As we travel through amazing landscapes around the world it is almost impossible to resist capturing the stunning vistas through our cameras. Taking photographs seems to be the indisputable proof of our experiences that we trade on our social media feeds, with family, friends and strangers. We legitimise moments through the snap of a photograph; we prove that we were here, and play directly into the cultural market of virtual lives. We live others experiences through their instantaneous dissemination.
Niclas and Inka Lindergard’s work “The Belt of Venus and the Shadow of Earth” however is not capturing the world beyond the lens, rather it is about creating one that can only be experienced through a photograph itself. They use a more lo-fi approach; by utilising one camera body, lens and speed light they construct the work before and during the exposures, changing only a few light corrections in post. They create worlds with sculptures of driftwood, powder and sand illuminated mid-flight and capture the Belt of Venus* working its magic. In constructing these visions they create a work unseen by people until their work is printed.

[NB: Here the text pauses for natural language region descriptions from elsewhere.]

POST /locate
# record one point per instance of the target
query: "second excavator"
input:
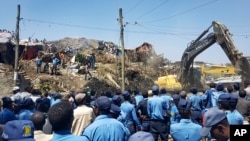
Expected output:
(223, 37)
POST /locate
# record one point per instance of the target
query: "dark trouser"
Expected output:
(131, 128)
(159, 127)
(38, 69)
(196, 117)
(54, 67)
(145, 125)
(86, 75)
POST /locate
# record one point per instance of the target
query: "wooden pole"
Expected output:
(17, 47)
(122, 46)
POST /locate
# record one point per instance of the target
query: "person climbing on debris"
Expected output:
(38, 64)
(86, 67)
(55, 62)
(62, 57)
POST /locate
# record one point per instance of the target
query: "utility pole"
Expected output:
(17, 47)
(122, 45)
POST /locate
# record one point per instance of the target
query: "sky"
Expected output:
(169, 25)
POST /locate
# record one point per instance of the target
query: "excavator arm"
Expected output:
(222, 36)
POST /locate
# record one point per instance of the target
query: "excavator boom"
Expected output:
(222, 36)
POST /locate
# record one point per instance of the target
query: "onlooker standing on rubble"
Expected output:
(247, 89)
(186, 129)
(217, 124)
(62, 59)
(7, 114)
(86, 67)
(195, 106)
(158, 124)
(38, 64)
(38, 119)
(61, 116)
(131, 120)
(105, 128)
(55, 62)
(243, 106)
(83, 115)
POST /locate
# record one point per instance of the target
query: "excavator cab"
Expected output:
(223, 37)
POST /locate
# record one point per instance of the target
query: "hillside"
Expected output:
(106, 75)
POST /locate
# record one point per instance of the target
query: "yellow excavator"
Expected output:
(187, 76)
(170, 82)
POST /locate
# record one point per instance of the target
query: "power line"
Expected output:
(70, 25)
(151, 31)
(161, 4)
(134, 7)
(184, 12)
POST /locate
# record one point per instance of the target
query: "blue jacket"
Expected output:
(106, 129)
(186, 130)
(67, 136)
(6, 115)
(138, 98)
(234, 118)
(156, 107)
(130, 112)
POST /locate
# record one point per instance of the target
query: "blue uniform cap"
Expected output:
(193, 90)
(212, 117)
(141, 136)
(125, 93)
(224, 97)
(183, 105)
(116, 99)
(6, 99)
(115, 109)
(21, 130)
(233, 98)
(155, 88)
(103, 103)
(176, 97)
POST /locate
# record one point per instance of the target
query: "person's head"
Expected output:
(194, 90)
(126, 95)
(115, 111)
(223, 101)
(184, 109)
(212, 85)
(103, 105)
(176, 99)
(80, 99)
(43, 105)
(246, 83)
(230, 89)
(216, 123)
(136, 91)
(116, 99)
(141, 136)
(38, 119)
(163, 90)
(220, 87)
(109, 94)
(242, 93)
(16, 89)
(7, 102)
(183, 94)
(155, 90)
(18, 130)
(28, 104)
(236, 86)
(145, 94)
(233, 102)
(61, 116)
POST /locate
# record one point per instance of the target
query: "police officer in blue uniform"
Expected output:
(186, 130)
(196, 106)
(158, 124)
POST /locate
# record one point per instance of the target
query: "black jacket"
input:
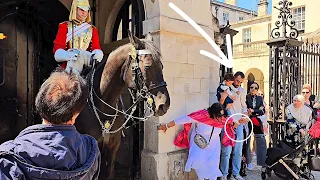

Their experience of nature moves beyond mimicry and becomes an alternative reality. Impossible to travel to it, you cannot photograph it; you can only encounter the world when you come face to face with the photograph
*The Belt of Venus is an atmospheric phenomenon seen shortly before sunrise or shortly after sunset. The observer is, or is very nearly, surrounded by a pinkish glow that extends roughly 10-20 degrees above the horizon.